When the maintainer(s) are satisfied that the patch(es) are suitable to propose for merge, they must be submitted to the qemu-devel mailing list, and follow the normal process for merge henceforth. The “Workflow::Patch Available” label should be assigned at this stage.
At the time the proposed patches are sent to qemu-devel, the maintainers should remove the “confidential” marker from the GitLab issue.
When the patch is merged into the current development branch the issue must be closed. This should usually happen automatically if the git commits referenced the GitLab issue URL in the normal format.
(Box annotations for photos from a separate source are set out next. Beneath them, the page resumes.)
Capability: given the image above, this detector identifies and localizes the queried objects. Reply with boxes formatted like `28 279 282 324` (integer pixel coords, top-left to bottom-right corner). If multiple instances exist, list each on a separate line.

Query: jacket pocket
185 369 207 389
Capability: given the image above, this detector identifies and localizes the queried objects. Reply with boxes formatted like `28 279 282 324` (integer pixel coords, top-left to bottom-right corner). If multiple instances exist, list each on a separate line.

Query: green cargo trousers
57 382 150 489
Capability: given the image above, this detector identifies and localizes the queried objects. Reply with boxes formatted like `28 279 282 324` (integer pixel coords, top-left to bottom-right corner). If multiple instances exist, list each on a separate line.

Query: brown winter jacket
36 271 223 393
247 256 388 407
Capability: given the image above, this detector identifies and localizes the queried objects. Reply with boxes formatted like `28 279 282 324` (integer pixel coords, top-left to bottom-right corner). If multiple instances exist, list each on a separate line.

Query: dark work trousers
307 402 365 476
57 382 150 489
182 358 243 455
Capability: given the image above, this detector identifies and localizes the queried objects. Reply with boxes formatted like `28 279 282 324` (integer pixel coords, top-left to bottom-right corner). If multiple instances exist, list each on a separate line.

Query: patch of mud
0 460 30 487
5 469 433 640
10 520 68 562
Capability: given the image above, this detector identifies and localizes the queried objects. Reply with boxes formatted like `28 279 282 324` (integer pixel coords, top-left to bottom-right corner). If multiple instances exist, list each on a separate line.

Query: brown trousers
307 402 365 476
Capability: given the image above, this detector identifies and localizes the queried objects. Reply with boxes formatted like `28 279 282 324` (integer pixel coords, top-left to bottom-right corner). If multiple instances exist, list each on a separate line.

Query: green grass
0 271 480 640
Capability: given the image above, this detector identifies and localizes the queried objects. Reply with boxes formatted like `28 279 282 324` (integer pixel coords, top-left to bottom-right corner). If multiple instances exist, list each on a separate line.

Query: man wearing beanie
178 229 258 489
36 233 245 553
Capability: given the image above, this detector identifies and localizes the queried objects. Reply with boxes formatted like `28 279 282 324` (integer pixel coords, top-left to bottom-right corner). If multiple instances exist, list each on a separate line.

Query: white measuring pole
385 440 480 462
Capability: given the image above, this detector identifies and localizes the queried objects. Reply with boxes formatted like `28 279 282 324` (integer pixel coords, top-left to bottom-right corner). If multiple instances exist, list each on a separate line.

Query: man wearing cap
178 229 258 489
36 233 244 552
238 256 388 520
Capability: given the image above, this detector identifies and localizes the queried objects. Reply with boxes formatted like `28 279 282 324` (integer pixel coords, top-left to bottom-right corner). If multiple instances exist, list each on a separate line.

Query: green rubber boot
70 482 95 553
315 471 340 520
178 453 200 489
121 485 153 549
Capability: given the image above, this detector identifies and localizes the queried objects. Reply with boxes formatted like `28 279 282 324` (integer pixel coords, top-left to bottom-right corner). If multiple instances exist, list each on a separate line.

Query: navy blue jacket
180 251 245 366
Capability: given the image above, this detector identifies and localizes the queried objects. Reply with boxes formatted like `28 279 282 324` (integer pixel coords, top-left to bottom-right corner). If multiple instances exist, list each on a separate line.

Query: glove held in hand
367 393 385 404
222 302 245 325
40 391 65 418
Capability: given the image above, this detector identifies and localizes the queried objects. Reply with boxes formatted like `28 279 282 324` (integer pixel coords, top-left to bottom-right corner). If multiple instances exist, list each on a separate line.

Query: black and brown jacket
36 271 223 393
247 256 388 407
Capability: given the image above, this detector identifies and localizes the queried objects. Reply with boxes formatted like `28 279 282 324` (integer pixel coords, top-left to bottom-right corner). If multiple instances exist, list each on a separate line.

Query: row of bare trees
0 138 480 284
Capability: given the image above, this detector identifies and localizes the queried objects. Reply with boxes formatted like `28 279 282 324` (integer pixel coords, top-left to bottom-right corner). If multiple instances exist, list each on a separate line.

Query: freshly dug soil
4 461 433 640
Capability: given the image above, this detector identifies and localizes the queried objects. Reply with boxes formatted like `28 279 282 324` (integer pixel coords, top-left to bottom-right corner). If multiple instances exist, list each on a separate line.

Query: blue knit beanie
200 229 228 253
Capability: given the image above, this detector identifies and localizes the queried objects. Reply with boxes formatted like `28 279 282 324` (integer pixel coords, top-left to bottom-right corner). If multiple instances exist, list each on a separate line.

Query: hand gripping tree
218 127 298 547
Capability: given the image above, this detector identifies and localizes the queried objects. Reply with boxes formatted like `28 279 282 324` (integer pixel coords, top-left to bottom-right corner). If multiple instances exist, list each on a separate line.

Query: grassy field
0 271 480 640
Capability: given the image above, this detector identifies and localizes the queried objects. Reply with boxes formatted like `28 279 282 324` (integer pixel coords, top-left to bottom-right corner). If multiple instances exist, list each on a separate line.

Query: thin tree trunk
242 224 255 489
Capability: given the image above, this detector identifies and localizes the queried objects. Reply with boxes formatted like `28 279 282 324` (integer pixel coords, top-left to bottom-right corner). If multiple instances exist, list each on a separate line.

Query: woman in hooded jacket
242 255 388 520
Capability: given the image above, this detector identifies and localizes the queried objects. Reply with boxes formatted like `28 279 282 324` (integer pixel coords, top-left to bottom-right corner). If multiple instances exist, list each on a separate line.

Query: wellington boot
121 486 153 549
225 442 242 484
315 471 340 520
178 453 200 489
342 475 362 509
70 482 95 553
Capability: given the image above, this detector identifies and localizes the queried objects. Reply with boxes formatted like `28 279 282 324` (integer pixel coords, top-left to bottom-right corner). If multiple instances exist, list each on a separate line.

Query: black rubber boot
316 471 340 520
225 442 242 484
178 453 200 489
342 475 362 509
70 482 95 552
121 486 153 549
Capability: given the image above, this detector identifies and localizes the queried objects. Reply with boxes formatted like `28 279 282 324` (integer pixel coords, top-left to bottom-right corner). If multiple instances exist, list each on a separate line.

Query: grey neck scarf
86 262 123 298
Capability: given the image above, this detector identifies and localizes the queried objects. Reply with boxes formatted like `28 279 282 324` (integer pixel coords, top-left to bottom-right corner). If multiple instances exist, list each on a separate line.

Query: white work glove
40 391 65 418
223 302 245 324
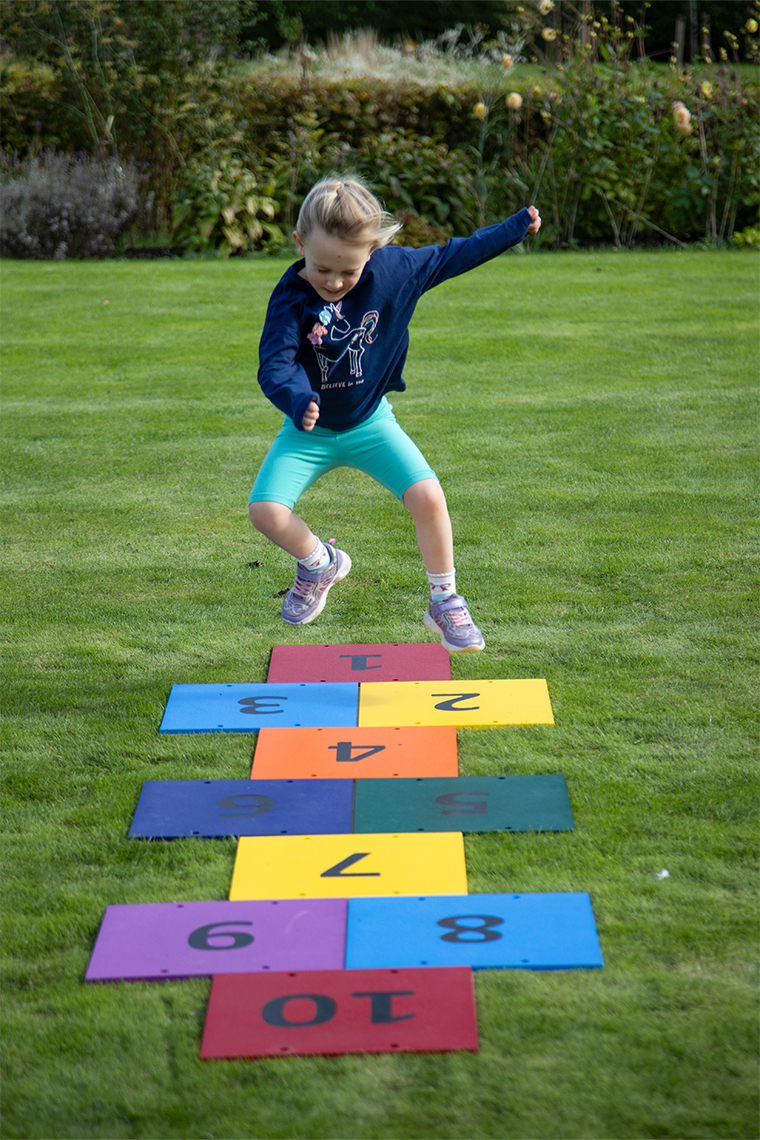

The “Closed::Fixed” label can be assigned.

The QEMU project currently co-ordinates with Red Hat Product Security for CVE assignment, in its role as the CNA of last resort for OSS projects.

Embargo policy

The QEMU project policy is to limit the time that a disclosure has the “confidential” marker applied strictly to the minimum required to develop and publish a suitable patch and allocate a CVE.

Given the widespread use of AI/LLM based agents for security auditing, as well as ongoing use of traditional fuzzing and static analysis tools, the QEMU maintainers consider that any disclosure originating from automated tools is highly likely to be independently re-discovered, potentially many times over in a very short timeframe.

Thus the QEMU maintainers will generally reject requests for arbitrary embargoes unless high severity, extenuating circumstances can be demonstrated.

If a patch for a confirmed security issue cannot be developed by a maintainer in a reasonable time, the maintainers may choose to make a disclosure public without having a patch available. This approach should only be taken for issues judged to have low severity.